Tidak bisa berlama-lama untuk mampir atau pun juga yang lain, Salsa harus segera sampai di tujuan.
Di samping dia ingin memberikan kabar bahagia tentu saja dibarengi dengan membantu bekerja.
Sampai di tempat dirinya mengambil pekerjaan terlebih dahulu sebelum memberitahukan kabar bahagia.
"Pokoknya aku harus semangat kerja, ya meskipun aku tahu sudah mendapatkan beasiswa tapi aku harus giat membantu ibunda."
Melanjutkan pekerjaan dengan membersihkan gorong-gorong tempat pembuangan sampah yang cukup bau dirasa sudah cukup biasa.
Upah yang tak begitu sebanding terpaksa dia lakukan demi membantu ibunda, dia yang berada di dalam gorong-gorong itu pun mendapatkan teriakkan.
"Salsa, Salsa. Apakah yang di dalam Salsa?"
Salsa sama sekali tidak dapat mendengar suara karena begitu bisingnya alat pembersih.

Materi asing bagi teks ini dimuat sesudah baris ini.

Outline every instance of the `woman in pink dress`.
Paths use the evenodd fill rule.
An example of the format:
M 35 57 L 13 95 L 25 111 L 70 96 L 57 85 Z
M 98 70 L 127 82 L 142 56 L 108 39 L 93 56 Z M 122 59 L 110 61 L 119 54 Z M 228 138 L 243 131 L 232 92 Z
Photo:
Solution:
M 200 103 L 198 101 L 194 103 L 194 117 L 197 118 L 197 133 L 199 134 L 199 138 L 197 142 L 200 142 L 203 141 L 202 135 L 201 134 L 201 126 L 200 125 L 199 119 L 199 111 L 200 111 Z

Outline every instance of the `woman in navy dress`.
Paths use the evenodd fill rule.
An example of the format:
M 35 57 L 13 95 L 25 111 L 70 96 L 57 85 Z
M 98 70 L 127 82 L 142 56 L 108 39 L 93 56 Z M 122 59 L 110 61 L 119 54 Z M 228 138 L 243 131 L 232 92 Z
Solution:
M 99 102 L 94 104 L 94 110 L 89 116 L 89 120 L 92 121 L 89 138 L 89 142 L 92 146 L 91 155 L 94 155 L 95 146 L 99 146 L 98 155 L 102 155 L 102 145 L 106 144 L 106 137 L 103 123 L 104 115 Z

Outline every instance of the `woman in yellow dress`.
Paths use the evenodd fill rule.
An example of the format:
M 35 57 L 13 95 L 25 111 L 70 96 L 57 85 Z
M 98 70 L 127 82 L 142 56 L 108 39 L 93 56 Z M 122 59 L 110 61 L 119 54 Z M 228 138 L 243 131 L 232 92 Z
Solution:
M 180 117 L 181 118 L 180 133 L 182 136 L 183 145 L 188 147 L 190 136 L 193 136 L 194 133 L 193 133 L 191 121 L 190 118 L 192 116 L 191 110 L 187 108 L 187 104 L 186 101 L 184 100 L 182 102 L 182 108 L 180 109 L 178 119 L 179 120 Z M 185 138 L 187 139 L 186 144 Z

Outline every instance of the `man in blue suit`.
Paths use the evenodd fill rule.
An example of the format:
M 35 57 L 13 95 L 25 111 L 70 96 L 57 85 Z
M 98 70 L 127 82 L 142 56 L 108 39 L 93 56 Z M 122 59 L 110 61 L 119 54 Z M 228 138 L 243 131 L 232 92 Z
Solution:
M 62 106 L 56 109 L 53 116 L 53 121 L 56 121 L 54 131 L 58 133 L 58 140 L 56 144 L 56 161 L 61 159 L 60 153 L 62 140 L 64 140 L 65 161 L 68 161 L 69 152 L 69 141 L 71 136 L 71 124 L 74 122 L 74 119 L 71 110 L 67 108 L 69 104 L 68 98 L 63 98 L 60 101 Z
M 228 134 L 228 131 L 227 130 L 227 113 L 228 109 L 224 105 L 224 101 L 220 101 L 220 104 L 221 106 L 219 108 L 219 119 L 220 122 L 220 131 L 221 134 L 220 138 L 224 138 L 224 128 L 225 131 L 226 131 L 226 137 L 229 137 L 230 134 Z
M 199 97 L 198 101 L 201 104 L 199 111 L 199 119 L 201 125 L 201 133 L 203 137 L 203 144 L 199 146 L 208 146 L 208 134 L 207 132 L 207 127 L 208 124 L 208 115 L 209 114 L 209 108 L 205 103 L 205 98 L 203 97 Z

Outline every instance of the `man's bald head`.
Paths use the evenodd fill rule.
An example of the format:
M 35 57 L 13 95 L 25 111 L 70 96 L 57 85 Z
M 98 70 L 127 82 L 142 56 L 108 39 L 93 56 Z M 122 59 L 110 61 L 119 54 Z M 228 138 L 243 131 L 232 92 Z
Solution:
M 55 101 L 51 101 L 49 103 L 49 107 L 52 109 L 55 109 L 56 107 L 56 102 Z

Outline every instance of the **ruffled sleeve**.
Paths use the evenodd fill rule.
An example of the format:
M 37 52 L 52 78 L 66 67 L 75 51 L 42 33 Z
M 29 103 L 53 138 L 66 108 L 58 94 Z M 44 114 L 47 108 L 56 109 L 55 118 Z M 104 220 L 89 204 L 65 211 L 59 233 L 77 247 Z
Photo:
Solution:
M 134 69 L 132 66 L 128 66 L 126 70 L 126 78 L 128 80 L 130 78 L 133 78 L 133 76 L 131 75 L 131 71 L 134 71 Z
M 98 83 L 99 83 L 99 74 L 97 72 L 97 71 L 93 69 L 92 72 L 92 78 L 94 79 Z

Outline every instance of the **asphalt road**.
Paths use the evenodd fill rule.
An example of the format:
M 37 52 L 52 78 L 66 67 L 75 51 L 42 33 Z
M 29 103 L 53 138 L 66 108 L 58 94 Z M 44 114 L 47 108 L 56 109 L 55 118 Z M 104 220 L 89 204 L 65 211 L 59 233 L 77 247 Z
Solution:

Dengan waktu sekitar setengah jam di gorong-gorong ia pun keluar dan mengerjakan tugas lain yang belum terselesaikan.
"Du du du du, du du du du...."
Dia yang sedikit melepas lelah dengan bernyanyi-nyanyi kecil itu pun mendapat tepukkan di pundak dan dipikirnya ialah sang ibunda.
"Bunda, ah jangan iseng deh."
Menoleh ke belakang malah justru bukan ibundanya melainkan bos di tempat ia bekerja.
Bos itu memberitahukan sebuah kabar sesuatu yang membuat Salsa memegang gagang pel pun justru seketika terjatuh.